Mientras Evelina comenzaba a guardar las joyas de Thea, Florrie corrió al baño, cogió un bote de insecticida y regresó como una fiel asistente en una película de atracos.
Aurora se quedó fuera, frenética, tirando del pomo de la puerta como si pudiera abrirla a la fuerza con su sola voluntad.
«¡Abre la puerta! ¡Sé que estás ahí dentro!», gritó, con voz aguda por la furia y llena de certeza.
Dentro, Jasper agarró el pomo con fuerza, negándose a moverse hasta que Evelina le hizo un gesto con la cabeza, indicándole que estaba lista. Con un movimiento rápido, abrió la puerta de par en par.
Aurora no había previsto el movimiento repentino de la puerta, que se abrió con tanta fuerza que tropezó hacia delante y casi se golpea la cara contra ella.
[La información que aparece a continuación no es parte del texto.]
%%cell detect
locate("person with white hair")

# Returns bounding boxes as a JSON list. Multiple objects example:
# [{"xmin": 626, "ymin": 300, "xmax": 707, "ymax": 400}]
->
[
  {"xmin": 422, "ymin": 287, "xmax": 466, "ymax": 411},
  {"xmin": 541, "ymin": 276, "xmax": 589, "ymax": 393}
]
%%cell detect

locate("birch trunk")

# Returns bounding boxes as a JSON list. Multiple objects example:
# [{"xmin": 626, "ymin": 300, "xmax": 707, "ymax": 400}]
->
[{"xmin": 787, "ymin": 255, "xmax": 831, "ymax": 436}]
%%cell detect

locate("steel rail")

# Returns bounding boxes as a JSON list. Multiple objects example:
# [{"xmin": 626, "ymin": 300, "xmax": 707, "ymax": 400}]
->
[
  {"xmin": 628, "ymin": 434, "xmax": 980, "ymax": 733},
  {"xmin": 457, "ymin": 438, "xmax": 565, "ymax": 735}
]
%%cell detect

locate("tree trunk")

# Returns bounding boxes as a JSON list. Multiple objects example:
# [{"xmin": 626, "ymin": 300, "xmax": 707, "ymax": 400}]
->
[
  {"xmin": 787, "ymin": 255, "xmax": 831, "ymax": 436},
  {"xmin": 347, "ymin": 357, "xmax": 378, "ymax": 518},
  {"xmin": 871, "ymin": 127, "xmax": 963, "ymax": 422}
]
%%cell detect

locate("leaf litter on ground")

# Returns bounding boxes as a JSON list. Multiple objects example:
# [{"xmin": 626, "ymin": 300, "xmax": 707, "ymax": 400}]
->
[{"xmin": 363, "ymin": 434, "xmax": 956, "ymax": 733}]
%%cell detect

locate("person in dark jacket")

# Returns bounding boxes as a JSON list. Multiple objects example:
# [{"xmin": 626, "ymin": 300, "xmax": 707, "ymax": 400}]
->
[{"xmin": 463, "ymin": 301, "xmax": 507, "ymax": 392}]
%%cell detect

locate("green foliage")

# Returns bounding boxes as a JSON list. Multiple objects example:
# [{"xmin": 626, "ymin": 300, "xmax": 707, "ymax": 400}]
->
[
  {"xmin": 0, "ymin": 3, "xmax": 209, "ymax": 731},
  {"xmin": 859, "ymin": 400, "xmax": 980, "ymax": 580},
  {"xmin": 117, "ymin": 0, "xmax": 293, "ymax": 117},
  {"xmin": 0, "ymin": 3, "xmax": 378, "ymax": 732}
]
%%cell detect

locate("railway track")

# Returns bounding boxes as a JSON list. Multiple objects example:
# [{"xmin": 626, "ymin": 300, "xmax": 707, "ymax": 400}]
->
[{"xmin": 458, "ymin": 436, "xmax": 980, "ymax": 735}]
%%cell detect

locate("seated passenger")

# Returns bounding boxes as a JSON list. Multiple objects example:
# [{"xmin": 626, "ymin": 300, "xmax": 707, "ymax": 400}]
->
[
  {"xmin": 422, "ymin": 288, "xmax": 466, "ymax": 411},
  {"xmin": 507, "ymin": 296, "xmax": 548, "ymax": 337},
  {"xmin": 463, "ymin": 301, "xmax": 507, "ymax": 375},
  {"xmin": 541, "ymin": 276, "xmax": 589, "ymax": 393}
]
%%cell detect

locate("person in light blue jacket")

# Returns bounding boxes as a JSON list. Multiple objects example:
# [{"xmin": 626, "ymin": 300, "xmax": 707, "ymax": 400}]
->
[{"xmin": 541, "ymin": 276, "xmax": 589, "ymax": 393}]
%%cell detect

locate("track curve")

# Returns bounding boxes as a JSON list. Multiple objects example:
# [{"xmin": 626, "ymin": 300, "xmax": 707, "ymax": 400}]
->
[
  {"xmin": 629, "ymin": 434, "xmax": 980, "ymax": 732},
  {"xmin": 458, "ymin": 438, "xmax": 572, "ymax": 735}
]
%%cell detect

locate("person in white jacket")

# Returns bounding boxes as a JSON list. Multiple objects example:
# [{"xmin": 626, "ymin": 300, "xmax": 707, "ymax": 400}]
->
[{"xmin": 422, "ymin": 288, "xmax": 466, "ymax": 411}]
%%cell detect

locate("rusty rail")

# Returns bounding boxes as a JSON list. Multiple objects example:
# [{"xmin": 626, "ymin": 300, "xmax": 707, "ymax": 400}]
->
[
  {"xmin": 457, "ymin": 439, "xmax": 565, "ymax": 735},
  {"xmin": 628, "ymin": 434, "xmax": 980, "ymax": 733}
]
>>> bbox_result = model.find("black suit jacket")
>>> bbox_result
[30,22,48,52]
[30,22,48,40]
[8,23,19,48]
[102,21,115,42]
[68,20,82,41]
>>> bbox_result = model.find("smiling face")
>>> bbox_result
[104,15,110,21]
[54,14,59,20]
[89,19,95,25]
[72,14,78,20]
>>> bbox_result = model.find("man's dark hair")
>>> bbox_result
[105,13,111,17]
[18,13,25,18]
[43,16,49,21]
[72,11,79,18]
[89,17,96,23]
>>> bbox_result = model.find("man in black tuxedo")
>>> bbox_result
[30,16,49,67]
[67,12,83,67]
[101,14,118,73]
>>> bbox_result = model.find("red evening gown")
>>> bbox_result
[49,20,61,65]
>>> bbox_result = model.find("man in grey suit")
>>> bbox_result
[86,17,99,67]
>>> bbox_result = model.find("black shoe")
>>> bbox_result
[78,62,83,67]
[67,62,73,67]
Rápidamente recuperó el equilibrio, pero se quedó paralizada por la confusión al ver una extraña figura envuelta en un pañuelo que se encontraba justo detrás de la entrada.
Antes de que pudiera procesar lo que estaba viendo, Evelina atacó, rociándole directamente en la cara una fuerte dosis de repelente de insectos.
Un grito desgarrador salió de la garganta de Aurora. «¡Ay!», gritó, agarrándose los ojos ardientes, que apretó contra el dolor abrasador.
Luchando contra el dolor, Aurora extendió instintivamente la mano, tratando de agarrar a Evelina.
En lugar de retroceder, Evelina ajustó su postura y se lanzó con determinación, canalizando su peso en el impacto.
Un fuerte golpe resonó en el pasillo.
La colisión hizo que Aurora, ligera y frágil, cayera varios metros hacia atrás. Se estrelló contra el suelo y quedó allí, aturdida e inmóvil.